Hematological oncology includes the diagnosis and treatment of blood cancers and the diseases associated with blood. Our Hematologic Oncology Program offers patients with hematologic malignancies a range of medical therapies. One alternative is a stem cell transplant, medically known as a hematopoietic progenitor cell transplant, for some patients with blood cancer. Advances in stem cell research have streamlined conventional methods aimed at reducing risks and maximizing patient benefits. A transplant of the stem cells infuses healthy stem cells into the body. Stem cells from the bone marrow are stored, circulating (peripheral) from the bone marrow, circulating (peripheral) blood, and blood from the umbilical cord.
This procedure collects the patient's own stem cells, or harvests them, and freezes them before returning them to the patient following intensive chemotherapy and/or radiation treatment.
Transplant of stem cells in allogeneic form. Unlike an autologous stem cell transplant, an allogeneic stem cell transplant uses stem cells from a similar donor, such as a parent, an unknown person or a preserved blood from the umbilical cord.

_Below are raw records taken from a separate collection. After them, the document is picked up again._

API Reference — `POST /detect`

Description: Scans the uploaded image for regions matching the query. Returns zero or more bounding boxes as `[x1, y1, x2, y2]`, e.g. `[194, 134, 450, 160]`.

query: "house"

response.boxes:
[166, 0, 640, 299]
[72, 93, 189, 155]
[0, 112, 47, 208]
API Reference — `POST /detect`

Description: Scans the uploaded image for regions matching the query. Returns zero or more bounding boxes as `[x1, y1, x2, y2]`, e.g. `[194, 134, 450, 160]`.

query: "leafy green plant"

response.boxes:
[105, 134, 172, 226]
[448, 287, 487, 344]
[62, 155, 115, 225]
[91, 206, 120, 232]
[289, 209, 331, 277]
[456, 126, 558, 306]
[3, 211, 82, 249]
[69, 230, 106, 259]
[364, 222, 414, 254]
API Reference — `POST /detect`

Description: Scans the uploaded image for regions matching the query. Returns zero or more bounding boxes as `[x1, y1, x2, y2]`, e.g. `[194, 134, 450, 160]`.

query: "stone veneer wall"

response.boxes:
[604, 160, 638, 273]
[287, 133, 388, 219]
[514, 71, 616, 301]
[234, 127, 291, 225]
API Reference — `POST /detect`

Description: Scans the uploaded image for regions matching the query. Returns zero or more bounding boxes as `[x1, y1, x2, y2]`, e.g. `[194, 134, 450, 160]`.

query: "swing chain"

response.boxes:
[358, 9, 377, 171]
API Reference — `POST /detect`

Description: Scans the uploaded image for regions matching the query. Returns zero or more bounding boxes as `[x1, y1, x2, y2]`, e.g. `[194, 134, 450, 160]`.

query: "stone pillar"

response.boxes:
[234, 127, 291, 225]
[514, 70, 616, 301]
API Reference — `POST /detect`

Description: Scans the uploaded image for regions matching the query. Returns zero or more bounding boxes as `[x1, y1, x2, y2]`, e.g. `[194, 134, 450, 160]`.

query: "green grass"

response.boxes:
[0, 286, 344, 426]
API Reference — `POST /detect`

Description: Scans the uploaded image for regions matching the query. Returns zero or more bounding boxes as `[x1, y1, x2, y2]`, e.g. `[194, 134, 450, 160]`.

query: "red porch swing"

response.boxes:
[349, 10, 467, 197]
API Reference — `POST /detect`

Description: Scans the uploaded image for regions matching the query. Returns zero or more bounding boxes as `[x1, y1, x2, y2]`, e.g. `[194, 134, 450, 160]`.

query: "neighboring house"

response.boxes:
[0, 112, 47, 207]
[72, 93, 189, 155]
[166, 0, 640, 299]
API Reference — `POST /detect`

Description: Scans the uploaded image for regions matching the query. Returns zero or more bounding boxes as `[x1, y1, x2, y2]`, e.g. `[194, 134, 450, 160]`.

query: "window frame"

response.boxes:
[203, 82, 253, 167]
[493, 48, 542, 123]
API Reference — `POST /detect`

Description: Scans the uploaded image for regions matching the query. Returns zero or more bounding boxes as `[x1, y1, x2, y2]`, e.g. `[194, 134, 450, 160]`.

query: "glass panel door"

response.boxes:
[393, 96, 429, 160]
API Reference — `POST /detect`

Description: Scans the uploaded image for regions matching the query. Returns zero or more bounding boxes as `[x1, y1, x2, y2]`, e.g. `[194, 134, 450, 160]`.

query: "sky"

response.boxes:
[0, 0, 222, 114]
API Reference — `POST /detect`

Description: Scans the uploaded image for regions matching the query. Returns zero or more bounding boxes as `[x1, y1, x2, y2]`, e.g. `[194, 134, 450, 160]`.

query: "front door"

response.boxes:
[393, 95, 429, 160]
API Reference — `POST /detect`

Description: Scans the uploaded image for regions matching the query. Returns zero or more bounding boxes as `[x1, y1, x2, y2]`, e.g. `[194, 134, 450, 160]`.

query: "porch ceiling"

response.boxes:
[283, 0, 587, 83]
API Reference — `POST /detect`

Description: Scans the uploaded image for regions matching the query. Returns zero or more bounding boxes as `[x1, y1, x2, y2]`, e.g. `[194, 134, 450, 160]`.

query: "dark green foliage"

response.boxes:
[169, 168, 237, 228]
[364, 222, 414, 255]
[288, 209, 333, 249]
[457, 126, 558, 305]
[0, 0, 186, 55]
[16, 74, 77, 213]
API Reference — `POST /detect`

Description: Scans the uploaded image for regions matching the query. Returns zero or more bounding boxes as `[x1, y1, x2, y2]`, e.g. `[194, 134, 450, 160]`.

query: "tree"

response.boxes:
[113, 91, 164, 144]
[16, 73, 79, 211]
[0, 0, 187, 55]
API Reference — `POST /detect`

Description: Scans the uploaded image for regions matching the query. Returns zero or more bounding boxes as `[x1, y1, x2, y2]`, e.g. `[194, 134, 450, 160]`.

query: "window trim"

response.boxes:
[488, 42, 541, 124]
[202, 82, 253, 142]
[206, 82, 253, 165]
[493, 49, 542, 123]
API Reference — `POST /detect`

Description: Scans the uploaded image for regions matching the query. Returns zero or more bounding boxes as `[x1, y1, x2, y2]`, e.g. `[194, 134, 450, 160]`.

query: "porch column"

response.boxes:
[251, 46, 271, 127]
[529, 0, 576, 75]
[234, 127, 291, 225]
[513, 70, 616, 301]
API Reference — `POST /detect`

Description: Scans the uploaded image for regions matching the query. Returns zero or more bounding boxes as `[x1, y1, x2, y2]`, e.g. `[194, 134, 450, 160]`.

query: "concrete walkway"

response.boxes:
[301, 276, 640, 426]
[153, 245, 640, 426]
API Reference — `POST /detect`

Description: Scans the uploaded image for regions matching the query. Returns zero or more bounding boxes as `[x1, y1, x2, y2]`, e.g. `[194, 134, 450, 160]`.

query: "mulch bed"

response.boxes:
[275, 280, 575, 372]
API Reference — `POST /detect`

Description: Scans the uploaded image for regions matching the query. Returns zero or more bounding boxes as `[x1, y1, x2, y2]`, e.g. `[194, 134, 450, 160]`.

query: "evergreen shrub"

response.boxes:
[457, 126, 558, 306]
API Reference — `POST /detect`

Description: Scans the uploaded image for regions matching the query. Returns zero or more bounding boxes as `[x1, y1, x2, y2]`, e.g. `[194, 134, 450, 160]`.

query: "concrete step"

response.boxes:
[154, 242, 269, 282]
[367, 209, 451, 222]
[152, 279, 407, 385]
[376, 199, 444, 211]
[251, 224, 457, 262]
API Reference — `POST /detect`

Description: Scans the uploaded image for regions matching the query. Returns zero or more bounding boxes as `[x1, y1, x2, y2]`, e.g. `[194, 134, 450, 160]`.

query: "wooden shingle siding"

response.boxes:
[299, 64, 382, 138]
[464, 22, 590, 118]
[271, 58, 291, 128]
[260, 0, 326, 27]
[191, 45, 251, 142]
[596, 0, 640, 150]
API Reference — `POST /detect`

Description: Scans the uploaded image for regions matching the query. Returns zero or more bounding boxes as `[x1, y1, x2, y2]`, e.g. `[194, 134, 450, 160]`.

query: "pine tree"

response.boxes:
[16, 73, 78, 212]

You'll typically undergo a rehabilitation regimen before a stem cell transplant, which requires intensive treatment to kill as many cancer cells as possible. Such conditioning regimen will require high doses of chemotherapy, and radiation therapy (total body irradiation) in some cases. Many patients may get treatment with reduced dosage, which uses smaller, less toxic chemotherapy doses.
The patient will be able to undergo the transplant until complete. The stem cells are provided intravenously, much like a blood transfusion. Doctors will track the blood counts within months after the transplant. Red blood cell and platelet transfusions may be required.